Seit 1991 gibt es den Solidaritätszuschlag, auch Soli genannt. Er fällt auf die Lohnsteuer an und liegt derzeit bei 5,5 Prozent. Bemessungsgrundlage ist die zu zahlende Lohnsteuer, das heißt bei 400 Euro Lohnsteuer kommen noch 22 Euro Soli obendrauf (5,5 Prozent von 400 Euro).

Ab 2021 soll der Soli für viele wegfallen; Gutverdiener sollen ihn aber weiterhin zahlen. 

Kirchensteuer

In Deutschland wohnende Mitglieder einer evangelischen oder katholischen Kirche sowie der jüdischen Kultusgemeinden müssen Kirchensteuer zahlen. Der Steuersatz liegt bei 9 Prozent der zu zahlenden Einkommensteuer, nur in Bayern und Baden-Württemberg sind es 8 Prozent. Manche Religionsgemeinschaften erheben keine Kirchensteuer. Muslime und Konfessionslose müssen sie nicht zahlen.

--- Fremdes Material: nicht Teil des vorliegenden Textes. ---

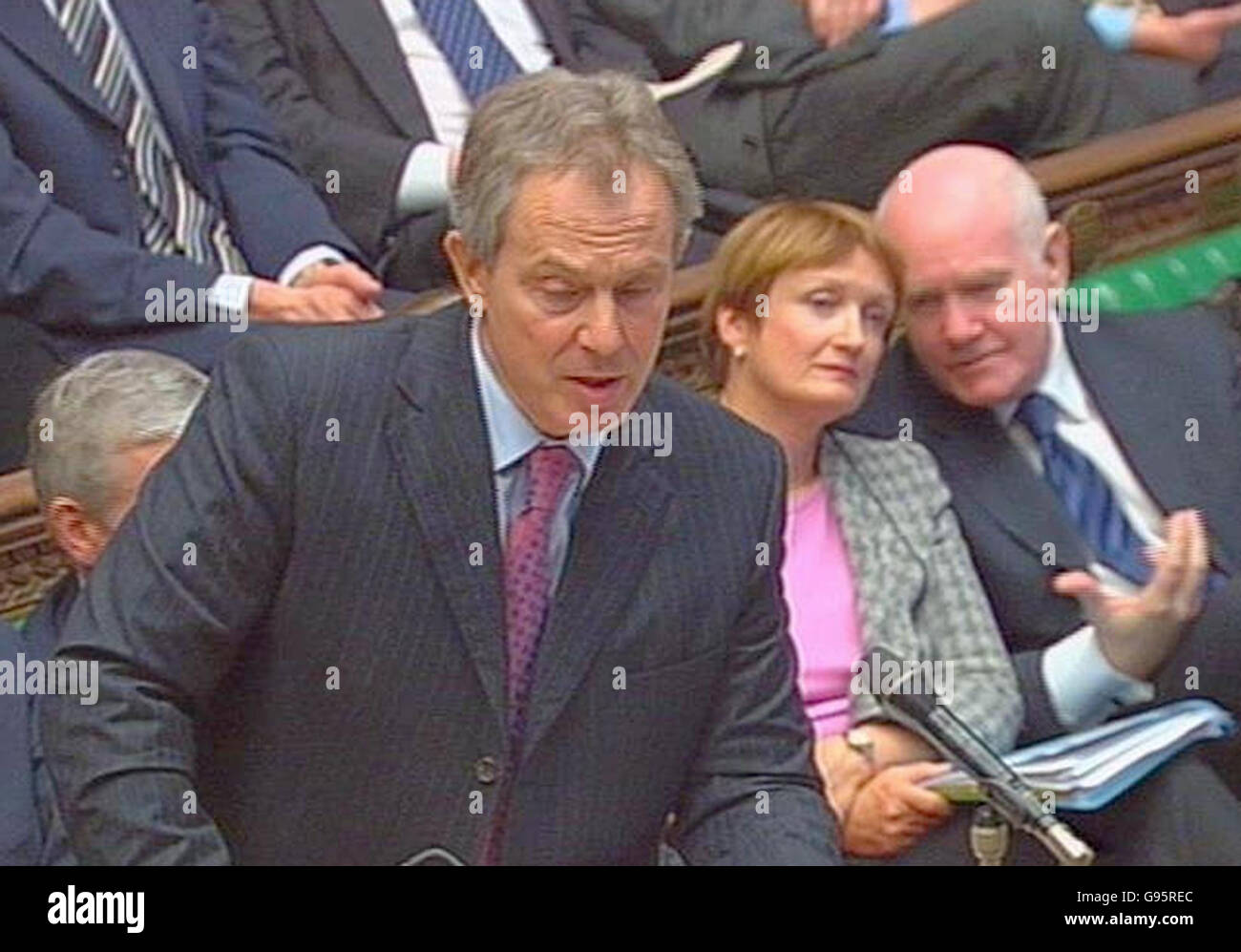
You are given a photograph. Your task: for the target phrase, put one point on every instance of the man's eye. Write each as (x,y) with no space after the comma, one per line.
(559,294)
(984,290)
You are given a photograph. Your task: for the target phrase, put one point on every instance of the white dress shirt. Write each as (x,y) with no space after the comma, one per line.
(230,292)
(425,182)
(1083,688)
(512,438)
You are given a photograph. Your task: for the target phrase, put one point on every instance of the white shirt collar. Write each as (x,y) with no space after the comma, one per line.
(509,431)
(1060,381)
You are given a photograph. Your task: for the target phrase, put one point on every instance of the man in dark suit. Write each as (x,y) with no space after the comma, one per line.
(794,116)
(1095,460)
(20,836)
(137,172)
(373,97)
(327,615)
(97,433)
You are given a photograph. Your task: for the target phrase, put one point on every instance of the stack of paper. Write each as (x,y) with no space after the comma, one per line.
(1086,771)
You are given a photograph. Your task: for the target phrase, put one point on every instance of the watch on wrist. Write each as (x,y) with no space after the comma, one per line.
(857,739)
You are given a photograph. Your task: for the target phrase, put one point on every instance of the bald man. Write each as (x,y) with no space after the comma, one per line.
(1095,459)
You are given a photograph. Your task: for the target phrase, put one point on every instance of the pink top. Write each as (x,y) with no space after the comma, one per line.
(823,615)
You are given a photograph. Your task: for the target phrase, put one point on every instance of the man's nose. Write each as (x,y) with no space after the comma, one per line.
(602,331)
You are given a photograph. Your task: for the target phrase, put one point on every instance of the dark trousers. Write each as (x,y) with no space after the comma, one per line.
(29,364)
(983,74)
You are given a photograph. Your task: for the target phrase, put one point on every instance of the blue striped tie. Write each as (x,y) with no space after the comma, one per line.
(478,57)
(177,219)
(1083,493)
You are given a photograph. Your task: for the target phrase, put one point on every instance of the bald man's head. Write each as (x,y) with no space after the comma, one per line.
(973,230)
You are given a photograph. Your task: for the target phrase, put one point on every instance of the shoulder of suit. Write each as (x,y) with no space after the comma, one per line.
(702,426)
(901,472)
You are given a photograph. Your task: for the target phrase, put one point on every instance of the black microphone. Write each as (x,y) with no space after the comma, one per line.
(1012,797)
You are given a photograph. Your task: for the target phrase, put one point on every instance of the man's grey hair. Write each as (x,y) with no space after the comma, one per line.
(106,405)
(1030,215)
(558,120)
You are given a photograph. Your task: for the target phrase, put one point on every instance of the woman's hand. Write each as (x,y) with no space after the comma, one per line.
(844,771)
(893,811)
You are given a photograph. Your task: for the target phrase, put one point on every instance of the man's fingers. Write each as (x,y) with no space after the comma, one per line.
(1171,566)
(1083,587)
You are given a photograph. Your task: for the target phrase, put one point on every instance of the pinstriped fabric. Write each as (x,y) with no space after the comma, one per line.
(459,28)
(1083,492)
(526,596)
(177,219)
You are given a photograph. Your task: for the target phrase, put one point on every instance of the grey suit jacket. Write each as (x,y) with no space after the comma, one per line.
(336,82)
(721,123)
(916,587)
(1149,375)
(302,625)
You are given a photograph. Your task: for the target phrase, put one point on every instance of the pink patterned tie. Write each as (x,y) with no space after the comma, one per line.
(526,595)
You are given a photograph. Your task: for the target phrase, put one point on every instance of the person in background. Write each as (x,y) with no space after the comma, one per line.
(97,433)
(373,97)
(802,305)
(20,835)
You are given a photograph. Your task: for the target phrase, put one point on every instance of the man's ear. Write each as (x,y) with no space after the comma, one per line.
(1058,255)
(79,537)
(468,268)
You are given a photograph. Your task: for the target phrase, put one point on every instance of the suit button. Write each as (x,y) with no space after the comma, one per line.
(487,770)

Weil in Bayern und Baden-Württemberg ein niedrigerer Kirchensteuersatz gilt, musst Du im Brutto-Netto-Rechner angeben, in welchem Bundesland Du wohnst.

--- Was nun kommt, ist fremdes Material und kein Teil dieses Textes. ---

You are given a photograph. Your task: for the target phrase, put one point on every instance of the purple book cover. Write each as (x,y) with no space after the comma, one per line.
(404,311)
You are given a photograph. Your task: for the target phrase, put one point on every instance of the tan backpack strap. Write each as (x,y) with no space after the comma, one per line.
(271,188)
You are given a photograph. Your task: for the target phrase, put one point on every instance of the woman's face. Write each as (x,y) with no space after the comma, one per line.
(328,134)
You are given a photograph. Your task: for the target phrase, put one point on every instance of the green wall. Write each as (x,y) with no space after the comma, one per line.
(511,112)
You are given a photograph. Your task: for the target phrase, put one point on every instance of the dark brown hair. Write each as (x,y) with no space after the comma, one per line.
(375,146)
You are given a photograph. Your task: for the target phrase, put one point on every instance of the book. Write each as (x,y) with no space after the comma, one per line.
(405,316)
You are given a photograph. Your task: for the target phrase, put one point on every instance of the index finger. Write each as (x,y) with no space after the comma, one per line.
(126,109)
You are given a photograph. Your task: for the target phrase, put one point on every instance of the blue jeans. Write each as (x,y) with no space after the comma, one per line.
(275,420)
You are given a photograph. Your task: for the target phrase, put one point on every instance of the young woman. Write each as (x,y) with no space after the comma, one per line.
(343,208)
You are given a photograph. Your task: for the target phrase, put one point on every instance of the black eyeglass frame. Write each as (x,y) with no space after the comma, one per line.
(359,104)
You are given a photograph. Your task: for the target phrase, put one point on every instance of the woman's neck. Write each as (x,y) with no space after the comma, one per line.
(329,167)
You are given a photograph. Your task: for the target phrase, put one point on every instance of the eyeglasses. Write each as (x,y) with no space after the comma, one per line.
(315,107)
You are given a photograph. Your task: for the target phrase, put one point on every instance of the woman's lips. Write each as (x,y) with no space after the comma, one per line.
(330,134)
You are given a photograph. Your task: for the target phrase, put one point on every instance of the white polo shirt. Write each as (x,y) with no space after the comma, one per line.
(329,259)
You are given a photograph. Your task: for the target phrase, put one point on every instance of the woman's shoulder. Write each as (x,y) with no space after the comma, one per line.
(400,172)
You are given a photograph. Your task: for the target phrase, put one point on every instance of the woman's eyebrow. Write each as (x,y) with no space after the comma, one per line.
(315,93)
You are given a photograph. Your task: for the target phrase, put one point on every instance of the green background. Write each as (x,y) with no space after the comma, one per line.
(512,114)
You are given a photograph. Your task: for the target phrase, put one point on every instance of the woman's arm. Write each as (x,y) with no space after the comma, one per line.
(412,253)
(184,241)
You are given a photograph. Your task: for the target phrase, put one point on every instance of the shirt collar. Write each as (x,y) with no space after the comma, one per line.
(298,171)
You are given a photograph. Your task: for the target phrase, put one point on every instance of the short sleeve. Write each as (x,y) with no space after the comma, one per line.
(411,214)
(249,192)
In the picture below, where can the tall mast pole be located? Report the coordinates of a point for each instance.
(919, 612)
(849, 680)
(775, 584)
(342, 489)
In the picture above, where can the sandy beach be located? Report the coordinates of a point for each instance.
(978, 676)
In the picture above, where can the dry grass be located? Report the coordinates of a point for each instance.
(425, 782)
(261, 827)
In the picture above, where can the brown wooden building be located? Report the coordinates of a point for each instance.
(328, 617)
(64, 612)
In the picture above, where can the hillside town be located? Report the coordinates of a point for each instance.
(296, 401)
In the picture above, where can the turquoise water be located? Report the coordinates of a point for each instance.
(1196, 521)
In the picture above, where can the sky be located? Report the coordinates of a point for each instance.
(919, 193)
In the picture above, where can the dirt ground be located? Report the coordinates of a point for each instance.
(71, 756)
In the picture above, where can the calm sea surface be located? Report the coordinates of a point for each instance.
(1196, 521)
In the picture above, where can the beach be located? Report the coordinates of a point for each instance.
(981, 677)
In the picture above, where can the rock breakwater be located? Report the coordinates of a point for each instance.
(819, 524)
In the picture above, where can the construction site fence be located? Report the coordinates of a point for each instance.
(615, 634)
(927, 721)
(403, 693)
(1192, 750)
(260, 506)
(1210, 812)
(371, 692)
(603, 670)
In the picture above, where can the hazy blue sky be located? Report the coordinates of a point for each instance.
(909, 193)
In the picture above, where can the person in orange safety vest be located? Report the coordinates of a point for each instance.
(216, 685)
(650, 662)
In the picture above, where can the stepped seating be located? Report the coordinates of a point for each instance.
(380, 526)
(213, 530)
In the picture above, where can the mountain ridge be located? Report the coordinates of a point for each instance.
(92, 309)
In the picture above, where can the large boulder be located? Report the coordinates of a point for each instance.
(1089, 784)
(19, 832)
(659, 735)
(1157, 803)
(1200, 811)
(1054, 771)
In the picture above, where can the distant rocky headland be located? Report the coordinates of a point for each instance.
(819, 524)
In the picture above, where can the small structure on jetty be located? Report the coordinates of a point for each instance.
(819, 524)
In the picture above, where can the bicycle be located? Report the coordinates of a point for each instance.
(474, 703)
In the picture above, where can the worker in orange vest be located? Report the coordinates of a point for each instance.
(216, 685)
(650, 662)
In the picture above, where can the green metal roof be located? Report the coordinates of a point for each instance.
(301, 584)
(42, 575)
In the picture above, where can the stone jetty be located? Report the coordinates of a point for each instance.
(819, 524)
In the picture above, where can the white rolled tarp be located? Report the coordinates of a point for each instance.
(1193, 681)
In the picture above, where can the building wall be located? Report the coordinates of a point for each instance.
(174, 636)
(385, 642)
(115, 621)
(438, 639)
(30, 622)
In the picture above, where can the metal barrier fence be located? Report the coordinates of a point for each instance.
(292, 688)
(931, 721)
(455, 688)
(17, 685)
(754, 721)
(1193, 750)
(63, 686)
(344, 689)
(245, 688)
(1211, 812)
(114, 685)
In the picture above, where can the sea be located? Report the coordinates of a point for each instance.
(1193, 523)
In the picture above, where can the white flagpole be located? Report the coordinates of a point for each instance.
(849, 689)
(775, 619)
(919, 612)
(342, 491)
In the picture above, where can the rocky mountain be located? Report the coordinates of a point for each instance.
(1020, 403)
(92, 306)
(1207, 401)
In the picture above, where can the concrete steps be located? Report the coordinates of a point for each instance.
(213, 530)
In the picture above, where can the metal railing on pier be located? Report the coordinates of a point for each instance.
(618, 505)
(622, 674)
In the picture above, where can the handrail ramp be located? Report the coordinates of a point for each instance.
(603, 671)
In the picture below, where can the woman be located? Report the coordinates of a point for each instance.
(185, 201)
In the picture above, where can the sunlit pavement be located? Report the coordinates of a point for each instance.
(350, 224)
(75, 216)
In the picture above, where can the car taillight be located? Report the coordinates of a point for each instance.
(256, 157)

Welche Faktoren bestimmen, wie viel Steuern ich zahlen muss?

Mit einem Gehaltsrechner kannst Du Deine Lohnsteuer, den Solidaritätszuschlag und die Kirchensteuer ermitteln. Die folgenden Positionen beeinflussen die Berechnung.

Freibetrag

Hast Du als Arbeitnehmer hohe Werbungskosten oder andere abzugsfähige Ausgaben? Dann kannst Du diese unter bestimmten Voraussetzungen bereits bei der monatlichen Gehaltsabrechnung berücksichtigen lassen. Dafür lass Dir einen individuellen Freibetrag auf der elektronischen Lohnsteuerkarte eintragen. Inwiefern ein solcher Freibetrag Dein Nettogehalt erhöht, kannst Du mit einem Brutto-Netto-Rechner ermitteln.

Steuerklasse

Im Rechner musst Du auf jeden Fall Deine Steuerklasse eintragen. In welche Du als Arbeitnehmer einzuordnen bist, das bestimmt sich nach dem Familienstand. In den einzelnen Steuerklassen werden unterschiedliche Frei- und Pauschbeträge berücksichtigt. Deshalb kann sich ein Wechsel der Steuerklasse lohnen. Offiziell werden die Steuerklassen mit römischen Ziffern gekennzeichnet: I, II, III, IV, V und VI.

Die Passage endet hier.